Saturday, December 5, 2009


(Cross posted on Kosher Cuisine)

I've had readers ask for more recipes.
I've had other readers ask for more posts with German Jewish themes.
I've had different readers ask for more controversial posts (OK, you guys are out of luck this time...).
I thought I'd kill two birds with one stone with this recipe for lebkuchen, a traditional German spice cake with the consistency of a brownie.
Enjoy it this Chanukah courtesy of yours truly:


1 stick margarine
4 eggs
1 pound brown sugar
1 teaspoon cinnamon
1 teaspoon cloves
1 package vanilla sugar
1 1/2 cups flour
1 1/2 teaspoons baking powder
1 package ground walnuts -- (7 ounces)

1 1/2 cups confectioner's sugar
1 1/2 Tablespoons lemon juice
hot water -- if needed

Mix together all ingredients. Pour into greased 9" x 13" pan.

Bake at 325° for 30 minutes or more until it looks like brownies.

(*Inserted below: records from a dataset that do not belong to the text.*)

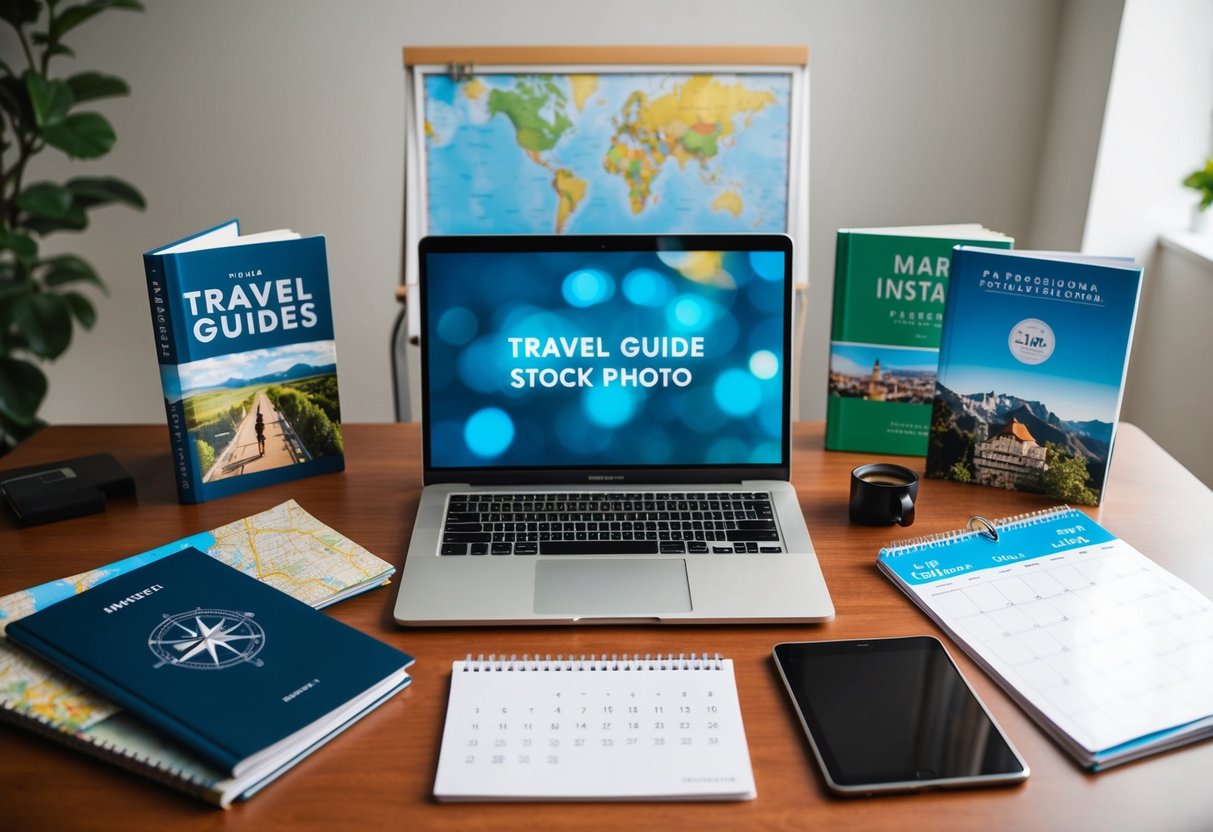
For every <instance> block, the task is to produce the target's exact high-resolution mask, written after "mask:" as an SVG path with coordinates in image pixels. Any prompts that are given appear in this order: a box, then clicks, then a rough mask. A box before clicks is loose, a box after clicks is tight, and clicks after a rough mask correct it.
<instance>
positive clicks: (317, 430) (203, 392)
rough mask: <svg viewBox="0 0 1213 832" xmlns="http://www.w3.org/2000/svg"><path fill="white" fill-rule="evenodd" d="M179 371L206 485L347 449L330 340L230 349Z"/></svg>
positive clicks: (327, 454)
mask: <svg viewBox="0 0 1213 832" xmlns="http://www.w3.org/2000/svg"><path fill="white" fill-rule="evenodd" d="M176 369H177V371H178V372H180V378H181V388H182V395H181V403H182V405H183V409H184V414H186V429H187V431H188V432H189V435H190V438H192V439H193V444H194V449H195V452H197V454H198V460H199V466H198V467H199V471H200V472H201V475H203V481H204V483H213V481H216V480H221V479H226V478H229V477H239V475H241V474H247V473H256V472H258V471H269V469H272V468H283V467H286V466H294V465H302V463H306V462H312V461H313V460H319V458H323V457H326V456H337V455H341V454H342V452H343V445H342V437H341V409H340V404H338V398H337V358H336V348H335V343H334V342H332V341H317V342H311V343H296V344H286V346H283V347H275V348H272V349H254V351H249V352H244V353H229V354H227V355H217V357H215V358H209V359H204V360H200V361H190V363H189V364H181V365H178V366H177V367H176ZM170 404H173V403H172V401H171V400H170Z"/></svg>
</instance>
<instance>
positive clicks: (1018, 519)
mask: <svg viewBox="0 0 1213 832" xmlns="http://www.w3.org/2000/svg"><path fill="white" fill-rule="evenodd" d="M1069 511H1072V509H1071V508H1070V506H1054V507H1052V508H1038V509H1036V511H1033V512H1024V513H1021V514H1012V515H1010V517H1000V518H998V519H997V520H993V522H990V520H986V519H985V518H981V520H983V522H984V523H985V524H989V525H990V526H992V528H993V529H995V530H996V531H1009V530H1012V529H1023V528H1025V526H1030V525H1037V524H1040V523H1047V522H1048V520H1050V519H1053V517H1055V515H1058V514H1061V513H1064V512H1069ZM974 519H976V518H974ZM970 523H972V520H970ZM981 536H989V535H986V532H985V531H981V530H978V529H973V528H966V529H951V530H949V531H939V532H935V534H933V535H922V536H919V537H911V538H910V540H905V541H895V542H893V543H889V545H888V546H885V547H884V548H882V549H881V555H882V557H890V558H899V557H901V555H902V554H911V553H913V552H921V551H923V549H934V548H940V547H943V546H951V545H953V543H958V542H961V541H962V540H970V538H973V537H981Z"/></svg>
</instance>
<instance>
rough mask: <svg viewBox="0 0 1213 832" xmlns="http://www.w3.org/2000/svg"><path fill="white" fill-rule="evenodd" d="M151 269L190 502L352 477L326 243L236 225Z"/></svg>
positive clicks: (164, 251) (151, 304) (173, 244)
mask: <svg viewBox="0 0 1213 832" xmlns="http://www.w3.org/2000/svg"><path fill="white" fill-rule="evenodd" d="M143 267H144V272H146V274H147V283H148V297H149V302H150V306H152V327H153V332H154V335H155V343H156V358H158V360H159V363H160V382H161V386H163V388H164V399H165V411H166V412H167V417H169V435H170V440H171V444H172V462H173V471H175V474H176V477H175V479H176V483H177V495H178V497H180V500H181V502H187V503H195V502H203V501H205V500H211V498H215V497H222V496H227V495H229V494H235V492H238V491H244V490H246V489H250V488H257V486H262V485H270V484H274V483H280V481H284V480H289V479H296V478H298V477H308V475H311V474H320V473H329V472H334V471H341V469H343V468H344V445H343V440H342V434H341V405H340V399H338V391H337V358H336V346H335V342H334V327H332V303H331V297H330V289H329V268H328V260H326V255H325V244H324V238H323V237H301V235H298V234H296V233H294V232H267V233H262V234H250V235H245V237H241V235H240V224H239V221H237V220H232V221H229V222H226V223H223V224H220V226H216V227H215V228H210V229H207V230H205V232H201V233H199V234H195V235H192V237H187V238H184V239H182V240H177V241H176V243H172V244H169V245H166V246H161V247H159V249H156V250H154V251H149V252H147V253H146V255H143Z"/></svg>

Mix glaze ingredients and ice while hot! Sprinkle with nonpareils.


Melissa said...

I used to live in Germany and remember being able to buy fresh lebkuchen at strret vendors.

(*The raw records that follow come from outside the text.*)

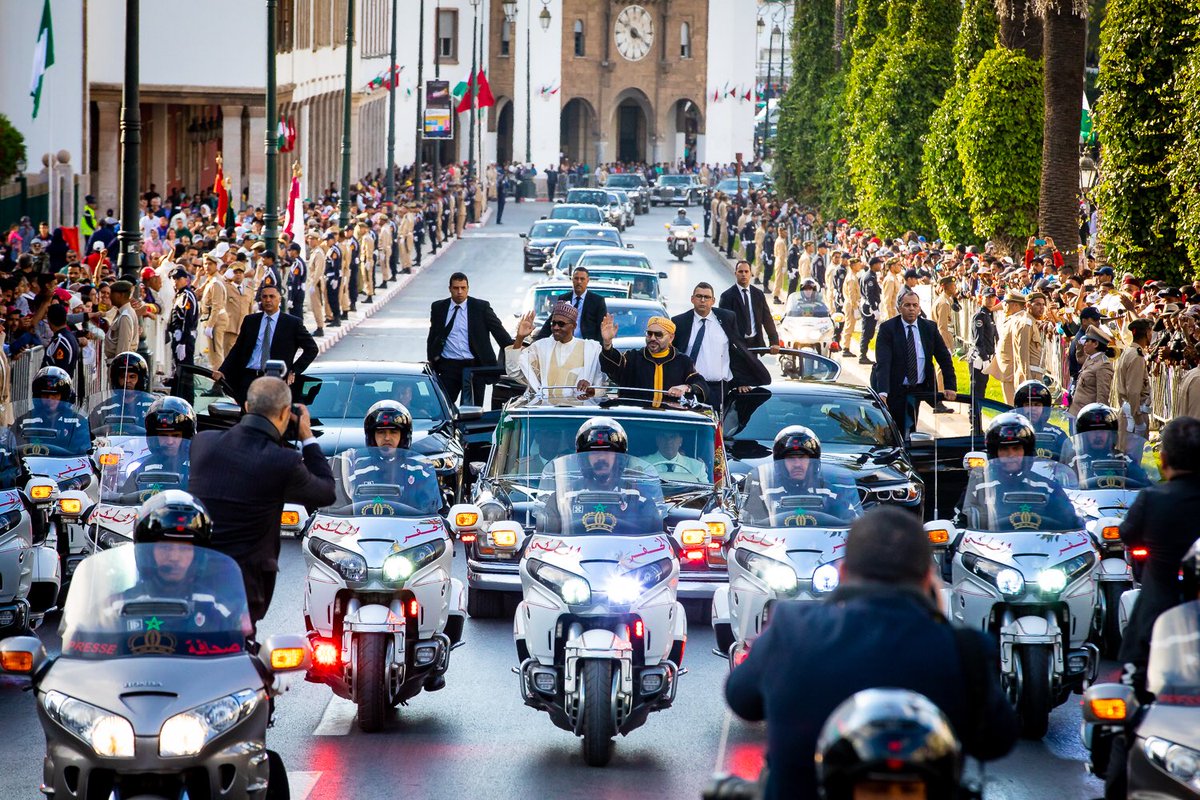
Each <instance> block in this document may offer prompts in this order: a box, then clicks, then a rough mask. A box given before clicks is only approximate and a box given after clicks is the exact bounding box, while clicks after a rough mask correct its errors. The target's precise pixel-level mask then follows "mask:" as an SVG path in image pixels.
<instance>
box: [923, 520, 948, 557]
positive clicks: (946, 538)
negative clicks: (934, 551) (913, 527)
mask: <svg viewBox="0 0 1200 800" xmlns="http://www.w3.org/2000/svg"><path fill="white" fill-rule="evenodd" d="M955 531H956V528H955V527H954V523H953V522H950V521H948V519H931V521H929V522H926V523H925V535H926V536H929V543H930V545H932V547H934V551H935V552H942V551H944V549H946V548H948V547H949V546H950V541H952V540H953V539H954V533H955Z"/></svg>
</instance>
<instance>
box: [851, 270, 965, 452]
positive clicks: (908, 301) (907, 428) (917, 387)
mask: <svg viewBox="0 0 1200 800" xmlns="http://www.w3.org/2000/svg"><path fill="white" fill-rule="evenodd" d="M899 305H900V315H899V317H893V318H892V319H889V320H887V321H884V323H883V324H882V325H880V330H878V333H877V336H876V339H875V368H874V369H872V371H871V384H872V385H874V386H875V391H877V392H878V393H880V397H882V398H883V402H884V403H887V404H888V410H889V411H892V419H893V420H895V422H896V427H899V428H900V432H901V433H902V434H904V435H905V437H906V438H907V437H908V434H910V433H912V432H913V431H916V429H917V409H918V404H919V403H920V401H925V402H926V403H929V404H931V405H932V404H934V403H936V399H935V397H934V393H935V391H936V386H937V384H936V379H935V377H934V362H935V361H936V362H937V366H938V368H940V369H941V371H942V377H943V380H944V381H946V390H944V391H943V392H942V393H943V395H944V396H946V399H954V396H955V389H956V385H958V384H956V383H955V380H954V361H953V360H952V359H950V351H949V350H948V349H947V348H946V342H943V341H942V336H941V333H938V332H937V325H936V324H935V323H934V321H932V320H929V319H924V318H922V315H920V297H918V296H917V293H916V291H912V290H910V289H905V290H902V291H901V293H900V300H899Z"/></svg>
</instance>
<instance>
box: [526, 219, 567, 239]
mask: <svg viewBox="0 0 1200 800" xmlns="http://www.w3.org/2000/svg"><path fill="white" fill-rule="evenodd" d="M577 224H580V223H577V222H575V221H574V219H562V221H559V219H542V221H541V222H535V223H533V227H532V228H529V239H562V237H563V236H565V235H566V231H568V230H570V229H571V228H574V227H575V225H577Z"/></svg>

It was so delicious. Thank you for sharing the recipe.

efrex said...

Looks yummy!

Of course you could have the "controversy" requirement fulfilled as well, at least in our home, by starting a debate on the informal name for "nonpareils" ("sprinkles" vs. "shots" vs. "jimmies" etc.)

G6 said...

efrex -

nonpareils used in this recipe are not the same as sprinkles and/or jimmies. The shape is different.

But thanks for trying to create controversy! I can always count on you ;)

Anonymous said...

for the record if you actually are in Germany, and your husband is working in the hospital all day so you have no one to ask which brand of ground hazelnuts is kosher, and you go to the store and buy whole, unroasted hazelnuts (since they require no heksher) and bring them home and grind them by hand in your mortar and pestle, but not exactly quite enough, and then you also add nutmeg because the amount of whole cloves you are able to grind (since you cannot find ground ones in the store) is negligible, and if the only brown sugar you can find is "raw sugar", and then you run out of time before Shabbos to ice them...THEN THEY TASTE REALLY REALLY GOOD in a very different sort of way. :-)

G6 said...

Oh Louisa -
It's times like this that I miss you so much!